I wanted to do it for sentimental reasons involving a picture I have with my grandma and grandpa standing in front of it. (She grew up in the French Quarter. The photo I have is when they returned many years later after having moved away.)
So there we were, standing across from the St. Louis Cathedral near Cafe du Monde, looking cluelessly at each other. I’d taken my pictures. Now what? That’s when a ghostly whisper tickled my ear:
Find Marie Leveau’s grave…
It seemed sort of cheesy and, well, paranormal touristy. Didn’t all ghosts enthusiasts rush to see the Voodoo Queen’s resting place? I didn’t want to be so…normal.
But my gut told me to go. So I dragged Wayne back to the tourist information center and we got directions to St. Louis Cemetery No. 1.
Even though Marie Leveau’s tomb is near the entrance, we walked the entire cemetery before we found it. (There were people cleaning hers. I thought it was a family tending to a family plot. I hadn’t wanted to bother them. But then we found out they were tending hers. That’s a post for another day, though.)
After our trip to the cemetery we went to grab lunch. (At Acme Oyster House, which was the site of a Man vs. Food challenge.) Next, we briefly stopped back by the hotel (which was right around the corner from the restaurant) and asked which direction we’d head to find the Dauphine Orleans hotel. (I’d almost booked us there. I was curious to see what we may have missed out on, but also because of it’s history as a bordello.)
Anyway, that’s when our ghost tour of New Orleans really began. I was suddenly very much aware Wayne and I were not alone. And it had nothing to do with the crowds of other tourists clogging the sidewalks.
I felt the presence of my ancestors. I felt them excitedly pulling me as they lead the way through the streets of their city on a hurried paranormal scavenger hunt of sorts.
They took us from haunted theaters to marketplaces, and past spooky stays and eerie eateries and pubs.
Curiously, I never did get to see the one place I initially set out to find: the Dauphine Orleans. Maybe my ancestors remembered when it was a place no respectable lady would purposely go and therefore did not help me find it.

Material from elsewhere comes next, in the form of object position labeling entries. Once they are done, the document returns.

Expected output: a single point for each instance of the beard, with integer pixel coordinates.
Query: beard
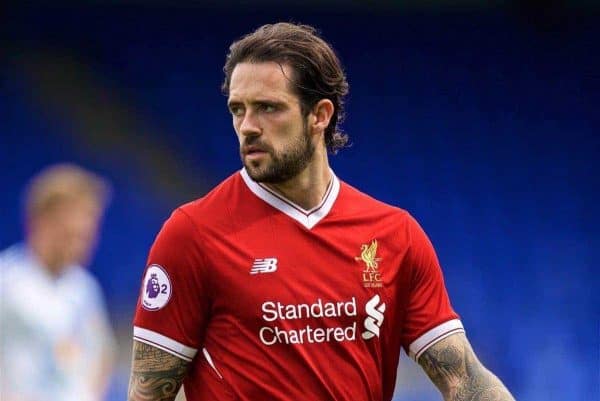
(283, 165)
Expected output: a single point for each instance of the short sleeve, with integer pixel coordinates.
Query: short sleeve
(429, 316)
(173, 304)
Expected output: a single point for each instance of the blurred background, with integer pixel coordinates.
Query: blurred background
(478, 117)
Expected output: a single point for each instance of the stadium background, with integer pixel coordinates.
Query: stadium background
(480, 118)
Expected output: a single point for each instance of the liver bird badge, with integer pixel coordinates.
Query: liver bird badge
(369, 255)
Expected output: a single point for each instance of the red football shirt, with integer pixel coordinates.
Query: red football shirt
(272, 302)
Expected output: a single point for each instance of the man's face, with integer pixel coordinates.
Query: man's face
(275, 143)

However, they did lead me to two haunts which surprised me. Well, I shoud say my reaction to them was surprising.
Kind of like Marie Leveau’s grave, the LaLaurie Mansion comes up so often as being one of the most haunted, scariest places, that’s it’s lost some of its allure. I had no interest in looking for it, but my ancestor’s led me there anyway. Kind of straight there, which was weird.
I had a very strong reaction upon seeing it. I was first startled, then I wanted to cry. I felt such an overwhelming sadness. After I took some pics I just wanted to escape from it. I’ve never had a reaction like that to just seeing a place, without even stepping foot inside.
Like St. Louis Cemetery No 1., another place my ancestors seemed to want me to see also had to do with Marie Leveau. This time it was the shop named after her.
I would’ve been very upset if we got home, I started thinking about all the places we should’ve seen, and I remembered this one. My ancestors were watching out for my peace of mind when they guided me here. Perhaps it was some kind of connection with my great, great grandma who shares a resting place with the Voodoo Queen?